Thread: Need help in setting optimal configuration for a huge database.

Need help in setting optimal configuration for a huge database.

From
Kishore B
Date:

Hi All,

 

I am Kishore doing freelance development of J2EE applications.

 

We switched to use Postgresql recently because of the advantages it has over other commercial databases. All went well untill recently, untill we began working on an application that needs to maintain  a huge database.

 

I am describing the problem we are facing below. Can you please take a look at the case, and help me in configuring the PostgreSQL.

 

We have only two tables, one of which contains 97% of the data and the other table which contains 2.8% of the data. All other contain only the remaining 0.2% of data and are designed to support these two big tables. Currently we have 9 million of records in the first table and 0.2 million of records in the second table.

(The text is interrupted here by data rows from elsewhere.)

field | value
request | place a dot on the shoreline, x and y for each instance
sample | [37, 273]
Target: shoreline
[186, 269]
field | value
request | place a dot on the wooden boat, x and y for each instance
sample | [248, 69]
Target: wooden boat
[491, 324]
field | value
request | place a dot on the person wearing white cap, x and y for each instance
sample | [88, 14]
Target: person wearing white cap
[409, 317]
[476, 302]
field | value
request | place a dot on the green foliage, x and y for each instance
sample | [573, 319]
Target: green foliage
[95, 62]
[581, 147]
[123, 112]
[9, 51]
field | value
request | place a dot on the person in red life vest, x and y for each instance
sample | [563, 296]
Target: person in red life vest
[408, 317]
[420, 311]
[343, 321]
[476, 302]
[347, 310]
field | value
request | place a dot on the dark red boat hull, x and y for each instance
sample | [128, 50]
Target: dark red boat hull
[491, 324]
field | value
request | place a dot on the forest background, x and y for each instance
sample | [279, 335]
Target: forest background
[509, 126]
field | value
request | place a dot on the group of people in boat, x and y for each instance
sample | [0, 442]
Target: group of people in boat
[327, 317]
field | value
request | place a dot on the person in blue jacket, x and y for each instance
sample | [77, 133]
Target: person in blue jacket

We need to insert into the bigger table almost for every second , through out the life time. In addition, we receive at least 200,000 records a day at a fixed time.

We are facing a critical situation because of the performance of the database . Even a basic query like select count(*) from bigger_table is taking about 4 minutes to return.

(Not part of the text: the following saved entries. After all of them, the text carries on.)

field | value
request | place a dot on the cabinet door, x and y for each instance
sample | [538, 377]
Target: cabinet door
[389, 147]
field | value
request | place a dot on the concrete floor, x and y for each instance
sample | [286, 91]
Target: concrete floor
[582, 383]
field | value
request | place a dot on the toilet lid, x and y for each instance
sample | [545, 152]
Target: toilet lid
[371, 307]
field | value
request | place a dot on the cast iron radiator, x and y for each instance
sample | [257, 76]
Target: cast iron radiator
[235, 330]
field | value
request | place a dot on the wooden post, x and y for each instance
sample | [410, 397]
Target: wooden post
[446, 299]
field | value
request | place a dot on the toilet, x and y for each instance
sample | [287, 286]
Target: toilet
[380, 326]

The following is the system configuration.

Database : Postgresql 7.3
OS : Redhat Linux
Processor : Athlon,
Memory : 2 GB

We are expecting that at least 200 active connections need to be maintained through out the day.

Can any you please suggest the best configuration to satisfy the above requirements?

Thanks in advance.

 

Thank  you,

Kishore.

 

Attachment

Re: Need help in setting optimal configuration for a huge database.

From
"Steinar H. Gunderson"
Date:
On Sun, Oct 23, 2005 at 02:45:25AM +0530, Kishore B wrote:
> Database *:* Postgresql 7.3

You definitely want to upgrade this if you can.

> Memory : 2 GB

For 2GB of RAM, your effective_cache_size (100000) is a bit low (try doubling
it), and sort_mem (2048) is probably a bit too low as well.

/* Steinar */
--
Homepage: http://www.sesse.net/


Re: Need help in setting optimal configuration for a huge

From
"Karl O. Pinc"
Date:
On 10/22/2005 04:15:25 PM, Kishore B wrote:

> Can any you please suggest the best configuration to satisfy the above
> requirements?

You've increased shared memory buffers, told the kernel
to allow more shared memory (lots), and otherwise increased
the parameters associated with memory?

If so you might want to post the relevant configs
here.

If the basic tuning does not help enough you may
want to upgrade to 8.0 as it has significant
performance improvements.

Karl <kop@meme.com>
Free Software:  "You don't pay back, you pay forward."
                  -- Robert A. Heinlein


Re: Need help in setting optimal configuration for a huge database.

From
"Steinar H. Gunderson"
Date:
[please send replies to the list, not to me directly]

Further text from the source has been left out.